We collected 33 genomic sequences available from GISAID (Table 1). Sequences were aligned using MUSCLE (Edgar 2004). The first and last 150bp were removed, resulting in a total length of 29604bp for the alignment. The collection dates of the viruses ranged from December 24, 2019 to January 23, 2020 and they were used as fixed ages (in unit of years) in subsequent analysis.

We used the BDSS model (Stadler et al. 2013) implemented in the BDSKY package for BEAST 2 (Bouckaert et al. 2019) to infer the phylogeny, divergence times and epidemic dynamics of 2019-nCoV. The model has an important epidemiological parameter, the effective reproductive number *R*_{e}, defined as the number of expected secondary infections caused by an infected individual during the epidemic. The model allows *R*_{e} to change over time, making it feasible to estimate its dynamics (Stadler et al. 2013). In our case, we just allowed one shift of *R*_{e} at time *t*_{shift} and co-estimated them. The prior for *R*_{e} was a lognormal(0, 1.25) distribution with median 1.0 and 95% quantiles between 0.13 and 7.82, and that for *t*_{shift} was normal(2020.010959, 0.010959) with mean on January 4 and standard deviation of 4 days. The BDSS process starts from the origin time *t*_{0}, which was assigned a lognormal(–1, 1.5) prior with median 0.368 (years before the latest sampling time).

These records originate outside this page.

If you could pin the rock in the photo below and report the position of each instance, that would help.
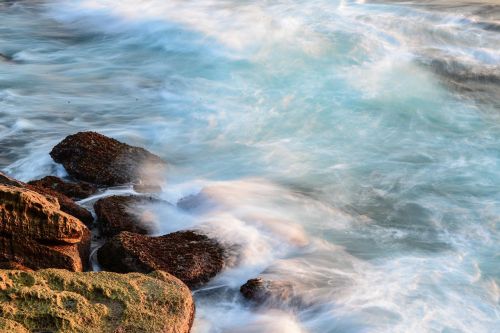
(67, 205)
(14, 265)
(74, 191)
(6, 180)
(60, 301)
(268, 291)
(147, 188)
(10, 326)
(35, 233)
(27, 213)
(191, 257)
(120, 213)
(31, 254)
(95, 158)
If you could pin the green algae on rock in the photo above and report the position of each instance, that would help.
(56, 300)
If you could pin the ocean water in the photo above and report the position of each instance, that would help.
(350, 148)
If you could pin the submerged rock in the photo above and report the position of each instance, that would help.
(75, 191)
(268, 291)
(147, 188)
(6, 180)
(35, 233)
(95, 158)
(192, 257)
(118, 213)
(60, 301)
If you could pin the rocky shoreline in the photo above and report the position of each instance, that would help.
(45, 241)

The other two parameters are the becoming noninfectious rate *δ* and sampling proportion *p*, which were assumed constant over time. *δ* was given a lognormal (2, 1.25) prior with median 7.39 and mean 16.1, expecting the infectious period of an individual (1/*δ*) to be about a month. The sampling proportion of infected individuals *p* was a beta(1, 9) distribution with mean 0.1.

We assumed a strict clock and the clock rate *r* was assigned a gamma(2, 0.0005) prior with mean of 0.001 substitutions per site per year. The substitution model used was HKY+Γ_{4} (Hasegawa et al. 1985; Yang 1994) in which the transition-transversion rate ratio *κ* was set a lognormal(1, 1.25) prior and the gamma shape parameter *α* was an exponential(1) prior.

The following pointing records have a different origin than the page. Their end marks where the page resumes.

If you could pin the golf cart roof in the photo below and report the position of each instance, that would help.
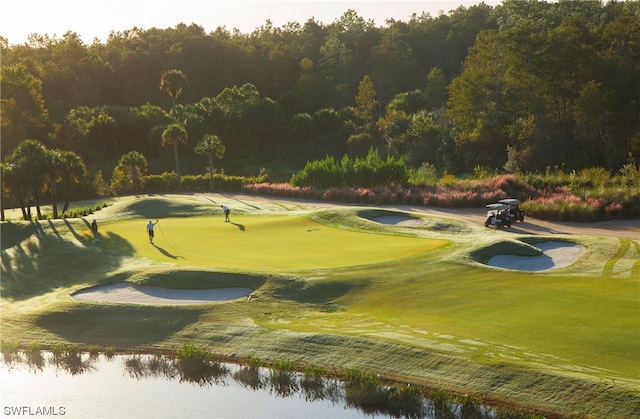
(510, 201)
(497, 206)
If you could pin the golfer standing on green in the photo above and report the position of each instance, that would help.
(226, 211)
(150, 230)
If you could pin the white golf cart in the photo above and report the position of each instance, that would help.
(516, 213)
(498, 216)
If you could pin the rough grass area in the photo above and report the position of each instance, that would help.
(410, 303)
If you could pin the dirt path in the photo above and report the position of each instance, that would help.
(624, 229)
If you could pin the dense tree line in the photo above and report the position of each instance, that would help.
(521, 86)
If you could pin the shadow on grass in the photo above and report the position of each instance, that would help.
(131, 325)
(241, 227)
(48, 261)
(321, 293)
(165, 252)
(13, 234)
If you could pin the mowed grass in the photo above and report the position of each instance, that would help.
(405, 302)
(263, 243)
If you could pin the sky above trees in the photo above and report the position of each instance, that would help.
(96, 19)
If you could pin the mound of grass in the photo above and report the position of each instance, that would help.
(505, 247)
(267, 243)
(398, 301)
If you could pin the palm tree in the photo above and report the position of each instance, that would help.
(172, 82)
(30, 162)
(54, 168)
(175, 134)
(72, 169)
(211, 145)
(134, 164)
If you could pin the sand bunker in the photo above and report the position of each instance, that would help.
(554, 255)
(400, 220)
(129, 293)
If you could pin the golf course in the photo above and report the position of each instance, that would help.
(408, 295)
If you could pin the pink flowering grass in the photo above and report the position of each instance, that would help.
(552, 202)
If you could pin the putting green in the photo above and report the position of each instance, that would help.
(261, 243)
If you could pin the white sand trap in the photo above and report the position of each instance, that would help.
(400, 220)
(128, 293)
(554, 255)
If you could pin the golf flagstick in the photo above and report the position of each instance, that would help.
(165, 240)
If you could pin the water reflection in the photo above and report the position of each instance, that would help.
(359, 395)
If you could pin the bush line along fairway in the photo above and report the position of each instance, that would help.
(334, 287)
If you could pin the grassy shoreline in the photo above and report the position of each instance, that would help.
(387, 317)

The analysis was performed in the BEAST 2 platform (Bouckaert et al. 2019). We ran 100 million MCMC iterations and sampled every 5000 iterations. The first 20% samples were discarded as burn-in. Convergence was diagnosed in Tracer (Rambaut et al. 2018) to confirm that independent runs gave consensus results and all parameters had effective sample size (ESS) larger than 100. The remaining 80% samples were used to build the maximum clade credibility (MCC) tree and to summarize the parameter estimates.

## Acknowledgments

We thank Louis du Plessis for his valuable help and suggestions on the analysis.